Delphi: efficient and fast Unicode text search

Question

Is there a fast and efficient text search in a Unicode text/string? I need to search a part of a word too, not only a whole word.

SearchBuf?

Thanks!

Which version of delphi? Are you tried using the `System.Pos` and `StrUtils.PosEx` functions? — RRUZ, Jul 20 '11 at 00:31
See here: http://stackoverflow.com/questions/3310865/is-there-a-boyer-moore-string-search-and-fast-search-and-replace-function-and-fas. — Rudy Velthuis, Jul 20 '11 at 00:43
Use a profiler and find out! :-) Remember that it's possible that what is faster for you (with your string values) may be slower for someone else. Perhaps one algorithm is faster on strings under 87 characters in length, and another one is logarithmically faster when strings exceed 88 characters, and gets even faster (relatively) than the other when the strings exceed 182 characters. Again, just pulling these out of a hat. Maybe percent characters will slow one algorithm down but not another. You have to test, to know. — Warren P, Jul 20 '11 at 02:19

PhiS · Accepted Answer · 2011-07-20T07:44:15.437

As has already been pointed out, the fastest way of doing this depends on a number of things, most importantly whether you need to be able to search repeatedly or not. The second question is how important is it to you to really have the "fastest" approach rather than a reasonably fast approach and the amount of time you are willing to invest in optimisations.

Repeated searches

If you need to search repeatedly, the most efficient way for string searching I know of is by the use of suffix arrays (often combined with Burrows-Wheeler transforms). This approach is used extensively in bioinformatics where one often has to deal with a huge number of string searches over really large data sets (e.g. here). A very good suffix array (and BWT) library is the libdivsufsort C library, but unfortunately I know of no Delphi port of this library. (I believe this library is capable of handling unicode strings.)

Single searches

If you don't need to search repeatedly, a brute-force string search algorithm can be efficient, for instance the assembly-optimised FastCode versions of Pos and friends. These were, however, written before Delphi was unicode-ified and I know of no similar optimised unicode implementations. If I were to write one today and wanted to optimise it for a modern processor (capable of the SSE4.2 instruction set), I would have a serious look at the PCMPESTRI assembly instruction (reference pdf here; see also e.g. here, but I have no idea whether that code is working), which can handle the 2-byte characters you'd need for unicode string searching.
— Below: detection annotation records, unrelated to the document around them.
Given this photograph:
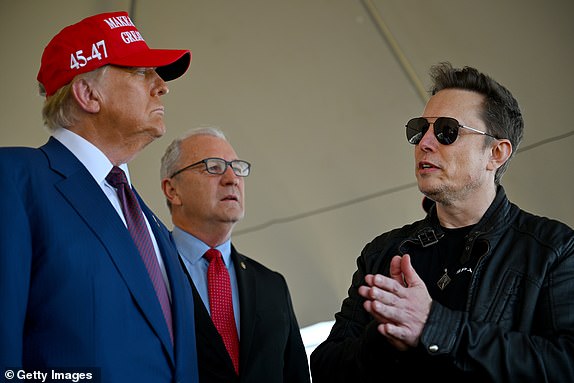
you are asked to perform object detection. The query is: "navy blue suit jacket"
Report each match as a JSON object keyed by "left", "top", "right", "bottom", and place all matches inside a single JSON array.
[{"left": 0, "top": 138, "right": 198, "bottom": 383}]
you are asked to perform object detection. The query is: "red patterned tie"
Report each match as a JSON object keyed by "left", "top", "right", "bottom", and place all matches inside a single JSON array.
[
  {"left": 106, "top": 166, "right": 173, "bottom": 344},
  {"left": 204, "top": 249, "right": 239, "bottom": 375}
]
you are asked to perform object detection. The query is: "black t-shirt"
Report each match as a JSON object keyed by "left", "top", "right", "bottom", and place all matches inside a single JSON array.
[{"left": 427, "top": 225, "right": 476, "bottom": 310}]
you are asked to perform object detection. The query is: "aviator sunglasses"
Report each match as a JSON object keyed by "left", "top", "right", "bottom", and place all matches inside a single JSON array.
[{"left": 405, "top": 117, "right": 498, "bottom": 145}]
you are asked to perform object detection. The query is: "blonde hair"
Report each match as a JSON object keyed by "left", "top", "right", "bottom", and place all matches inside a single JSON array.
[{"left": 38, "top": 65, "right": 108, "bottom": 132}]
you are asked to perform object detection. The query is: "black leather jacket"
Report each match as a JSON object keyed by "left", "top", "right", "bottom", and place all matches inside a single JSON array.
[{"left": 311, "top": 187, "right": 574, "bottom": 383}]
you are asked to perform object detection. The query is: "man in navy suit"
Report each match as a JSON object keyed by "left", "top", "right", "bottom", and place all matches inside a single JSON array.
[
  {"left": 0, "top": 12, "right": 198, "bottom": 383},
  {"left": 161, "top": 128, "right": 310, "bottom": 383}
]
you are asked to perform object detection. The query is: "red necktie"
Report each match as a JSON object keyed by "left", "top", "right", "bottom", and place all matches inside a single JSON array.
[
  {"left": 204, "top": 249, "right": 239, "bottom": 375},
  {"left": 106, "top": 166, "right": 173, "bottom": 344}
]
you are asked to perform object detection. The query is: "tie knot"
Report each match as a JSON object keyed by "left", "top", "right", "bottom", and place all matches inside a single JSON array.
[
  {"left": 203, "top": 249, "right": 221, "bottom": 263},
  {"left": 106, "top": 166, "right": 128, "bottom": 188}
]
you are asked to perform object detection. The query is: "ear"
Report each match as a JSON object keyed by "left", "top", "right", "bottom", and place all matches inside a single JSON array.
[
  {"left": 71, "top": 78, "right": 100, "bottom": 113},
  {"left": 487, "top": 139, "right": 512, "bottom": 170},
  {"left": 161, "top": 178, "right": 181, "bottom": 206}
]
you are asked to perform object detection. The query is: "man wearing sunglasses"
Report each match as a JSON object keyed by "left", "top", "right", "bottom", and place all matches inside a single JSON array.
[
  {"left": 161, "top": 128, "right": 310, "bottom": 383},
  {"left": 311, "top": 63, "right": 574, "bottom": 383}
]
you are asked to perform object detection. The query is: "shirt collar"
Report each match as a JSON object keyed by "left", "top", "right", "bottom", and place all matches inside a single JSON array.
[
  {"left": 172, "top": 226, "right": 231, "bottom": 268},
  {"left": 52, "top": 128, "right": 131, "bottom": 185}
]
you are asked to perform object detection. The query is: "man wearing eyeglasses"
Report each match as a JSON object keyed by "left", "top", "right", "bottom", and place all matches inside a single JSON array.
[
  {"left": 311, "top": 63, "right": 574, "bottom": 383},
  {"left": 161, "top": 128, "right": 310, "bottom": 383}
]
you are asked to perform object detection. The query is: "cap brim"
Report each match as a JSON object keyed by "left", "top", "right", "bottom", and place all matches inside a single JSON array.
[{"left": 110, "top": 49, "right": 191, "bottom": 81}]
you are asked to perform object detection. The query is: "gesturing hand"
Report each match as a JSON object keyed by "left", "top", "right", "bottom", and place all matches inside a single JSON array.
[{"left": 359, "top": 254, "right": 432, "bottom": 350}]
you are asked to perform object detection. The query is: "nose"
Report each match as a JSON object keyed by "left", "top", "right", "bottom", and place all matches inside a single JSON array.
[
  {"left": 418, "top": 124, "right": 438, "bottom": 151},
  {"left": 152, "top": 72, "right": 169, "bottom": 96},
  {"left": 221, "top": 166, "right": 241, "bottom": 185}
]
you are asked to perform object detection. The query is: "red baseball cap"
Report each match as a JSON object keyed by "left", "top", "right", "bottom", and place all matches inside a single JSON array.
[{"left": 37, "top": 12, "right": 191, "bottom": 96}]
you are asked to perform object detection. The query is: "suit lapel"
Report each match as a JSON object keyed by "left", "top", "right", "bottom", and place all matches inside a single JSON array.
[
  {"left": 231, "top": 246, "right": 257, "bottom": 366},
  {"left": 42, "top": 138, "right": 173, "bottom": 362}
]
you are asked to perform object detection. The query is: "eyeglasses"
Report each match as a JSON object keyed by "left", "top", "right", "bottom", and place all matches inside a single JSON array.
[
  {"left": 169, "top": 158, "right": 251, "bottom": 178},
  {"left": 405, "top": 117, "right": 498, "bottom": 145}
]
+1 Because you speak about the BWT solution, which is the best I know around (there are several variations around, but they all have more or less the same premises). And the SSE4.2 solution is always tempting. — Arnaud Bouchez, Jul 20 '11 at 08:56

score 3 · Answer 2 · edited May 23 '17 at 12:26

From its implementation, SearchBuf is slower than Pos/PosEx. But it does have other options, like whole word search and case insensitive search.

For your purpose, the UnicodeString version of Pos is IMHO slower than PosEx (Pos use slowest rep scansw asm instead of two widechar-unrolled compare for PosEx - at least in Delphi 2010). Since I guess you'd like to have a start offset for your search (creating a sub-string for calling Pos is dead slow), you'd like to use PosEx.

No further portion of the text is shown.